The Staatskapelle Dresden plays handsomely, with the blended,
homogeneous string sonority that is its hallmark - listen to
the vibrant low chords at the Andante's start - but there's
enough rhythmic point and variety of articulation to enliven
the cushiony sound, thus avoiding the textural bloat of Masur's
Leipzig account (Teldec/Warner).. Save for the clarinet problem
cited earlier, the woodwinds are good - especially the lustrous
solo oboe - and mostly come across clearly, though they don't
stand out against the strings as they do in more conspicuously
"engineered" productions. The recorded sound is fine,
conveying a concert-hall overhang without obscuring detail or
blunting the textural contours. The low strings are present
and focused, with a nice burr on the attacks.

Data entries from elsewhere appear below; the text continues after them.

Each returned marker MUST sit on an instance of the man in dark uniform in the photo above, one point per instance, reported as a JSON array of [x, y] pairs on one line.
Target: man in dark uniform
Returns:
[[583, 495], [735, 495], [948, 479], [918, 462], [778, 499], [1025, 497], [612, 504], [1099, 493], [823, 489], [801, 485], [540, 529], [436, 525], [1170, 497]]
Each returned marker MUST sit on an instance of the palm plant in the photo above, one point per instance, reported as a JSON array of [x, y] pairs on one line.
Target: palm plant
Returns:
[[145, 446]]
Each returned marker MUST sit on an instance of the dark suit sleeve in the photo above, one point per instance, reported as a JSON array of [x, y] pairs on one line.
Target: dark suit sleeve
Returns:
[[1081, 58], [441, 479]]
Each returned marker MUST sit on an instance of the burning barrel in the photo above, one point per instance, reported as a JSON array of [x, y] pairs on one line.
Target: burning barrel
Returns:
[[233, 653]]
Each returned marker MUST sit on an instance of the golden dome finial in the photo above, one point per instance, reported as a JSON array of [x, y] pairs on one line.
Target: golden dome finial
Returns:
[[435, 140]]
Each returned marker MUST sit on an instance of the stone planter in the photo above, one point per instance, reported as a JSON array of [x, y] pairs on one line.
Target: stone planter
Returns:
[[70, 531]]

I enjoyed this unlikely performance far more than many higher-profiled
editions; in its unmannered musicality, it's comparable to the
lean, terse Markevitch account (Philips) or Cantelli's rigorous
yet lyrical one (Music & Arts). If you prefer old-fashioned
glamour, Ormandy's Philadelphians serve it up nicely, in a straightforward
reading; the Sony version is more cohesive than the RCA remake,
which is, in turn, better than the very late Delos. Since Berlin
Classics CDs generally sell more or less at mid-price, I assumed
their "Reference" series might be a budget line; this
would mitigate the stingy program, presenting the symphony alone
on the disc. However, it is also mid-price.